In this case, the 'False' column means it's dead and so we need to move all pools associated with that agent. You can see which pools are affected by doing:

$ neutron lb-pool-list-on-agent 44770887-a458-4503-9648-d07f97f56d96
+--------------------------------------+---------+-------------------+----------+----------------+--------+
| id                                   | name    | lb_method         | protocol | admin_state_up | status |
+--------------------------------------+---------+----------+--------+----------+----------------+--------+
| 00662f74-3fd6-5162-af12-8ee15b73232e | lb1     | LEAST_CONNECTIONS | TCP      | True           | ACTIVE |
| 0976e919-5305-2232-b924-97176a1abbcb | lb2     | ROUND_ROBIN       | TCP      | True           | ACTIVE |
| 0a628525-3708-abc2-ac87-60c0ef4d66f5 | lb3     | ROUND_ROBIN       | TCP      | True           | ACTIVE |
| 0b57422f-052f-d124-ac31-49b962cd825e | lb4     | ROUND_ROBIN       | TCP      | True           | ACTIVE |
| 10095dbe-1568-bb2c-923e-d9f01241a838 | lb5     | ROUND_ROBIN       | TCP      | True           | ACTIVE |

[ .. ]

You'll then want to select a suitable target for where to migrate these pools to. In my example, it's nn5:

$ openstack network agent list | grep -iE 'loadbalancer.*nn5'
| ee998c47-6a6c-4632-b4d5-64612523823b | Loadbalancer agent | nn5 | None | True  | UP | neutron-lbaas-agent |

The table in question which manages the pool to agent mapping is poolloadbalanceragentbindings:

MariaDB [neutron]> describe poolloadbalanceragentbindings;
+----------+-------------+------+-----+---------+-------+
| Field    | Type        | Null | Key | Default | Extra |
+----------+-------------+------+-----+---------+-------+
| pool_id  | varchar(36) | NO   | PRI | NULL    |       |
| agent_id | varchar(36) | NO   | MUL | NULL    |       |
+----------+-------------+------+-----+---------+-------+
2 rows in set (0.00 sec)

Make sure you take a backup before doing any updates!

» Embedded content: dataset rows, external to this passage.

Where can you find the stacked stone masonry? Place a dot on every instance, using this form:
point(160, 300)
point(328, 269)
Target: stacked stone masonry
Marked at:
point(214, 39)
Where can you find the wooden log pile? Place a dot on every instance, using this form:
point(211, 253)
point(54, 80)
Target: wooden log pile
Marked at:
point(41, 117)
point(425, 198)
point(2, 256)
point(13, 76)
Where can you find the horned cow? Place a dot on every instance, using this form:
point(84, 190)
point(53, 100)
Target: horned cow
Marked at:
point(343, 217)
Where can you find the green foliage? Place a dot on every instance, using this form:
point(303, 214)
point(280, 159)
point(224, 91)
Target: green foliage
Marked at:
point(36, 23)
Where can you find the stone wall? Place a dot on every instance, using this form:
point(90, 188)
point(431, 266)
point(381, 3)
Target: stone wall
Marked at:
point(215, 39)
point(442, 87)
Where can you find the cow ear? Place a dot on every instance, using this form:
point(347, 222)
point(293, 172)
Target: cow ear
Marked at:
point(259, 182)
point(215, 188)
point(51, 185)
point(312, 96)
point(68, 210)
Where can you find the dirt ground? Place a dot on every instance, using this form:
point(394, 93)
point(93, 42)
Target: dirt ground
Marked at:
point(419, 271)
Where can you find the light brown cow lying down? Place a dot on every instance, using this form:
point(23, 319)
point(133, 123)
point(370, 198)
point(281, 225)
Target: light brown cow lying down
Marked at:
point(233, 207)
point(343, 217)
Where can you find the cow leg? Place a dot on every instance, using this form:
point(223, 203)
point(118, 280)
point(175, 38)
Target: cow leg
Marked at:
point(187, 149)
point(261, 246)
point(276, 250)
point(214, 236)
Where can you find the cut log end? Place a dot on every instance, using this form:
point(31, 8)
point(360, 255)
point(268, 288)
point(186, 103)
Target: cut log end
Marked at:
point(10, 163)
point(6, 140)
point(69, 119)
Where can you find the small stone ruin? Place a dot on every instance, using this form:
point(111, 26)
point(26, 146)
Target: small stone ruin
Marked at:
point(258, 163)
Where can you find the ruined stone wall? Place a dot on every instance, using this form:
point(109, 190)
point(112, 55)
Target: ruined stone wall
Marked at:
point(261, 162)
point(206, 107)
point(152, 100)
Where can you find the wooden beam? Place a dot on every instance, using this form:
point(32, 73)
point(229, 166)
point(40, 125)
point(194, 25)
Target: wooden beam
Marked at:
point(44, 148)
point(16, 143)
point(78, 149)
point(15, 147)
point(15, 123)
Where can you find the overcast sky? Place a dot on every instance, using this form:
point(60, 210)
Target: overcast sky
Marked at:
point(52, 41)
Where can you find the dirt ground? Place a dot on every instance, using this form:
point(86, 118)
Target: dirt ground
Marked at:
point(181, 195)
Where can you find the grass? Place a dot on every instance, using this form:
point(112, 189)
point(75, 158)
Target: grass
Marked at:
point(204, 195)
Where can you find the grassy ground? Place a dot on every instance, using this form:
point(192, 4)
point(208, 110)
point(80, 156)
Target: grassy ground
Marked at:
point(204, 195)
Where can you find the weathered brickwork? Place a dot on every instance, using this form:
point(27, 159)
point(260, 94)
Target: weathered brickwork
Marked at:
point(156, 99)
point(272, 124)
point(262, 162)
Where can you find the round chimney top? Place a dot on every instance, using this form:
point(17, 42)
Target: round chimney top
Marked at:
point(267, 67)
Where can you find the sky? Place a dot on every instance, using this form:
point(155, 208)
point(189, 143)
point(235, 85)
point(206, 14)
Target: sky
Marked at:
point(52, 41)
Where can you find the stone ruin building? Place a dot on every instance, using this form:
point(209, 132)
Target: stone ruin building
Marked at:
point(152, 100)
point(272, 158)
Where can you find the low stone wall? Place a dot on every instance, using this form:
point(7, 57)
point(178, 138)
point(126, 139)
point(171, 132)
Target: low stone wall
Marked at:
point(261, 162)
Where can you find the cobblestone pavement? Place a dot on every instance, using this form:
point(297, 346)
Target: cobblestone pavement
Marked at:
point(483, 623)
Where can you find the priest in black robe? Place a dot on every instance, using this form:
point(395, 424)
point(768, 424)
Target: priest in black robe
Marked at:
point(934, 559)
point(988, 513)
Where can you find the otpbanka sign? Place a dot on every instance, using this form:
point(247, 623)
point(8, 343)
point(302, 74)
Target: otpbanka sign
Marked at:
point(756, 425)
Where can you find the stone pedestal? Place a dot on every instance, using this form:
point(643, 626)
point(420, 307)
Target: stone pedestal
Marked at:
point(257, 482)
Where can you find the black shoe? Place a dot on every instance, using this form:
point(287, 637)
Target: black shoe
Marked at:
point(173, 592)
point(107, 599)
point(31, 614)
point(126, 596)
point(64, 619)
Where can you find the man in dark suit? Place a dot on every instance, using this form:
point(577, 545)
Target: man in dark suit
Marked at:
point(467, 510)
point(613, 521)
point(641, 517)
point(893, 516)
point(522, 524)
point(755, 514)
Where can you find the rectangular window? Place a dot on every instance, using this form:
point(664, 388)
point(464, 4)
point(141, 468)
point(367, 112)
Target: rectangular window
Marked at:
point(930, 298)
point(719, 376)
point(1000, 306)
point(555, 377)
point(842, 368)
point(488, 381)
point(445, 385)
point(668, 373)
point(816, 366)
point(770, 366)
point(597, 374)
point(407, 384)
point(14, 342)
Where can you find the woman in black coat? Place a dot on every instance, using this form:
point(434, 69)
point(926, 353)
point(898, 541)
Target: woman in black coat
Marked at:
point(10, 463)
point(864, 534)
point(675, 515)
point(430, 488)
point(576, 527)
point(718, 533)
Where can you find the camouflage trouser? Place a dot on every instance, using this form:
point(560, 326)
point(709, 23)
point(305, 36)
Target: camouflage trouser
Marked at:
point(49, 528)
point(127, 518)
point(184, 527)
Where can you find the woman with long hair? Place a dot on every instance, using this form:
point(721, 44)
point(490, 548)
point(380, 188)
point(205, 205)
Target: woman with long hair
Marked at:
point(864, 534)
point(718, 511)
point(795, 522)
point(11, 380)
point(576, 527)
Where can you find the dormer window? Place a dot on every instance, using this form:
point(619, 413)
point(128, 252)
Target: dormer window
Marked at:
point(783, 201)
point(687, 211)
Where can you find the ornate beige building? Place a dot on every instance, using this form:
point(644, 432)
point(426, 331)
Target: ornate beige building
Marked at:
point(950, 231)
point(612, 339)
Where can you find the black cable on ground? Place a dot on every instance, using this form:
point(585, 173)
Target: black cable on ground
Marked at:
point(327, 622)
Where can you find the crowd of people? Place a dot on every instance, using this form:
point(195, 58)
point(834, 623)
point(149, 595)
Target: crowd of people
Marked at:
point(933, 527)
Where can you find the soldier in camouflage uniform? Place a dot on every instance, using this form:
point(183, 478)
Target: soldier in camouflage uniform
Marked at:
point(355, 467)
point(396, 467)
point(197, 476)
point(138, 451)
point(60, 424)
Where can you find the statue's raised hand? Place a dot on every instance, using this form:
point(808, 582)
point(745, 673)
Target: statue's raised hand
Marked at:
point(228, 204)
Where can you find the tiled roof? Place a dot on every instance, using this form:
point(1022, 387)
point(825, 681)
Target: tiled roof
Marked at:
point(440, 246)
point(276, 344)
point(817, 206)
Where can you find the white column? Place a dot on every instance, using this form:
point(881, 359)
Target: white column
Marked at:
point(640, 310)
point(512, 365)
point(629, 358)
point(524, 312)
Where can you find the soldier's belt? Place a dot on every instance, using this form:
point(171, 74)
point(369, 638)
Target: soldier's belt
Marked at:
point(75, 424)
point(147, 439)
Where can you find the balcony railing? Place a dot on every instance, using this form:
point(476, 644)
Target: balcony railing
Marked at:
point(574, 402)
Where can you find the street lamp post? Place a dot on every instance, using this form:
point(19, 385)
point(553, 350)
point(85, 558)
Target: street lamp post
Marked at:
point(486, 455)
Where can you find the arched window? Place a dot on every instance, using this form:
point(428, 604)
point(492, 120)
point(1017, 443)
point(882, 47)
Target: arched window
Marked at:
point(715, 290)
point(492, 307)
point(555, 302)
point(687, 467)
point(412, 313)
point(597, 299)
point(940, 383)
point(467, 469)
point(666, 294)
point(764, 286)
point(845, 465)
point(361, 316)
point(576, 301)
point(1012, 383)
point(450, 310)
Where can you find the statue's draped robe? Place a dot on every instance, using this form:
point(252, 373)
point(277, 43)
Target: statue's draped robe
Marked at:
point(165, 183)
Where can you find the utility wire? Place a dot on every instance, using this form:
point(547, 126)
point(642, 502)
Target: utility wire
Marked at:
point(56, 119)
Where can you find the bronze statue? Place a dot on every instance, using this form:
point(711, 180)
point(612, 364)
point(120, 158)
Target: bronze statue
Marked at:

We need to update the rows in this table so that the target agent UUID is responsible for the pools that need migrating.

Let's verify how many we have to deal with:

MariaDB [neutron]> select * from poolloadbalanceragentbindings where agent_id = '9dfa45dd-4562-4180-b7da-879b8c539e5f';

[..]

35 rows in set (0.00 sec)

Now let's update this database table and change that table ID en masse:

MariaDB [neutron]> update poolloadbalanceragentbindings set agent_id = 'ee998c47-6a6c-4632-b4d5-64612523823b' where agent_id = '9dfa45dd-4562-4180-b7da-879b8c539e5f' limit 35;

Protip: Always qualify with the limit statement. This can often stop or limit the damage from a botched query!

With that done, we need kick Neutron in order for the new agent to realise that there's a whole load of pools it should be responsible for. You need to restart neutron-server first of all, and then the target neutron-lbaas-agent in question.

Keep an eye on your logs and at this point you should see your pools come back to life on your target network node.